Data governance is good at indicating various problems an organization may have with data. However, finding problems doesn’t help as much as finding solutions does. This post will look at several different data governance solutions that deal with different problems.
The business glossary contains standard descriptions and definitions. It also can contain business terms or discipline-specific terminology. One of the main benefits of developing a business glossary is creating a common vocabulary within the organization.
Many if not all businesses and fields of study have several different terms that mean the same thing. In addition, people can be careless with terminology, to the confusion of outsiders. Lastly, sometimes a local organization will have its own unique terminology. No matter the case the business dictionary helps everyone within an organization to communicate with one another.
An example of a term in a business dictionary might be how a school defines a student ID number. The dictionary explains what the student ID number is and provides uses of the ID number within the school.
The data dictionary provides technical information. Some of the information in the data dictionary can include the location of data, relationships between tables, values, and usage of data. One benefit of the data dictionary is that it promotes consistency and transparency concerning data.
Returning to our student ID number example, a data dictionary would share where the student ID number is stored and the characteristics of this column such as the ID number being 7 digits. For a categorical variable, the data dictionary may explain what values are contained within the variable such as male and female for gender.
A data catalog is a tool for metadata management. It provides an organized inventory of data within the organization. Benefits of a data catalog include improving efficiency and transparency, quick locating of data, collaboration, and data sharing.
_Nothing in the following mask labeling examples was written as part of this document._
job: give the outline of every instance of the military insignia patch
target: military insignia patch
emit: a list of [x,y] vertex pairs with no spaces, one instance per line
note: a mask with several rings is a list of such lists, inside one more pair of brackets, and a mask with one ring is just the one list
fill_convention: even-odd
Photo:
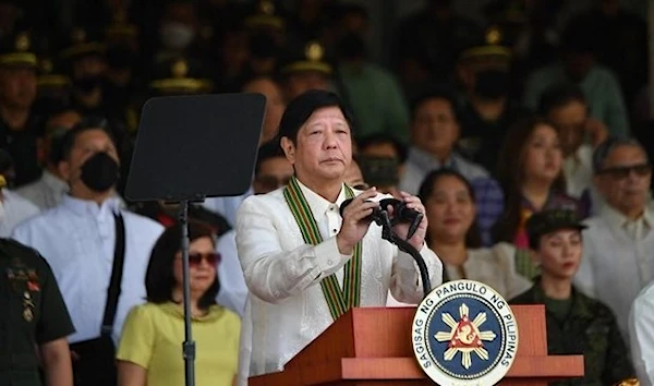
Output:
[[518,353],[518,325],[506,300],[473,280],[435,288],[415,310],[413,352],[439,385],[495,385]]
An example of a data catalog would be a document that contains the metadata about several different data warehouses or sources within an organization. If a data analyst is trying to figure out where data on student ID numbers are stored they may start with the data catalog to determine where this data is. The data dictionary will explain the characteristics of the student ID column. Sometimes the data dictionary and catalog can be one document if tracking the data in an organization is not too complicated. The point is that the distinction between these solutions is not obvious and is really up to the organization.
Automated Data Lineage
Data lineage describes how data moves within an organization from production to transformation and finally to loading. Tracking this process is really complicated and time-consuming and many organizations have turned to software to complete this.
The primary benefit of tracking data lineage is increasing the trust and accuracy of the data. If there are any problems in the pipeline, data lineage can help to determine where the errors are creeping into the pipeline.
Data Protection, Privacy, QUailty
Data protection is about securing the data so that it is not tampered with in an unauthorized manner. An example of data protection would be implementing access capabilities such as user roles and passwords.
Data privacy is related to protection and involves making sure that information is restricted to authorized personnel. Thus, this also requires the use of logins and passwords. In addition, classifying the privacy level of data can also help in protecting it. For example, salaries are generally highly confidential while employee work phone numbers are probably not.
Data quality involves checking the health of the accuracy and consistency of the data. Tools for completing this task can include creating KPIs and metrics to measure data quality, developing policies and standards that defined what is good data quality as determined by the organization, and developing reports that share the current quality of data.
The purpose of data governance is to support an organization in maintaining data that is an asset to the organization. In order for data to be an asset it must be maintained so that the insights and decisions that are made from the data are as accurate and clear as possible. The tools described in this post provide some of the ways in which data can be protected within an organization.